このように、麻は花序を原料とするマリファナ、ハッシッシ、ガンジャなどの名称で知られる嗜好品以外にも、茎や葉、種子がさまざまな分野で原料として利用されている。国産の麻原料は少量に限られるので、原料の入手は難しい。食品や加工品を輸入に頼っているのが現状である。
【老舗の繊維機械メーカーが一次加工を請け負う】
麻の収穫物のうち、一次加工が必要な茎はレッティング後に圧縮梱包され、一次加工場へ運ばれる。この時点での麻茎は、靭皮部の繊維と木質部の麻幹(オガラ)が混合した状態である。これを繊維とオガラに分離する工程を一次加工と呼ぶ。一次加工で廃棄物が発生しない点も麻の特徴である。
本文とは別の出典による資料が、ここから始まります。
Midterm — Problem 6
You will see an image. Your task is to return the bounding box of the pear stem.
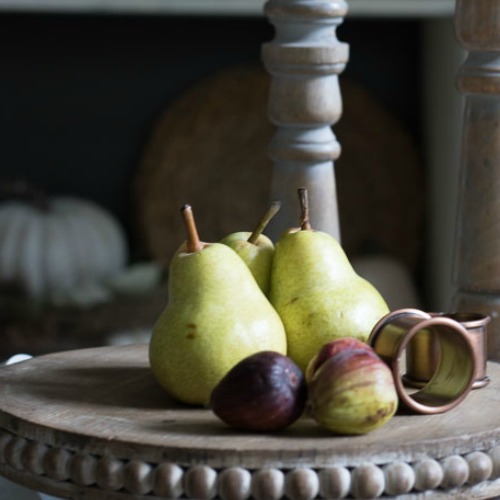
[181,205,203,253]
[298,188,311,231]
[247,201,281,244]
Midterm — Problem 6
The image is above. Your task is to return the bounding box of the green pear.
[269,189,389,371]
[149,205,286,405]
[221,201,281,295]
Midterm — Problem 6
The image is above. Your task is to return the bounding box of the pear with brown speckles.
[149,205,286,405]
[269,189,389,370]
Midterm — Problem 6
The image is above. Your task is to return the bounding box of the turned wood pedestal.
[453,0,500,361]
[0,345,500,500]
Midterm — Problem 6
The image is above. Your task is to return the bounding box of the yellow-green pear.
[149,205,286,405]
[269,189,389,370]
[221,201,281,295]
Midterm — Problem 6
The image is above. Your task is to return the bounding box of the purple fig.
[308,347,398,434]
[210,351,307,431]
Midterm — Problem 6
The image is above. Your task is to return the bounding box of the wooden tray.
[0,345,500,500]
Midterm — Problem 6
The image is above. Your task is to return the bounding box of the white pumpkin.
[0,197,128,299]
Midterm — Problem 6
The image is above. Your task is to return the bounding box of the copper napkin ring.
[403,312,491,389]
[368,309,476,414]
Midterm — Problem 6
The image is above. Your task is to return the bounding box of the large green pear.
[220,231,274,295]
[269,189,389,370]
[149,205,286,405]
[221,201,281,296]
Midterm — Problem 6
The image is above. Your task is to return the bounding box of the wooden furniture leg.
[453,0,500,360]
[262,0,349,238]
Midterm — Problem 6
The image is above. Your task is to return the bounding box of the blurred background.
[0,0,463,359]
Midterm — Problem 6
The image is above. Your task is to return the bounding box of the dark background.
[0,14,421,256]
麻繊維専門の一次加工のラインを開発する会社は、世界的に見てもそれほど多くなく、昔ながらの繊維機械メーカーが担っている。一次加工ラインは、約2億5000万~3億円をかけた全長35~45mの大規模なプラントで、500~1000haの栽培規模に対応できる(図2)。
一次加工段階での麻の単価は、1kg当たりのEU圏の現地価格を日本円に換算すると、靭皮繊維は50~150円、オガラは35円、麻くずと絞り粕は10円、麻実油は1000円となる。
【産業用ヘンプの市場規模は新たな分野で開発が進む】
一次加工を経た靭皮繊維とオガラは、その後、不織布、建築材、動物用敷料、製紙原料、プラスチック原料などの最終用途(完成品)に要求される品質を満たすためにさらに加工処理される。たとえば成長著しい米国の産業用ヘンプの市場規模は2016年で6億8800万ドル(約778億円)に及ぶ。興味深いのはボディケア商品が24%、食品が19%、CBD製品が19%、サプリメントが4%で健康に関わる用途で6割を超えていることである(図3)。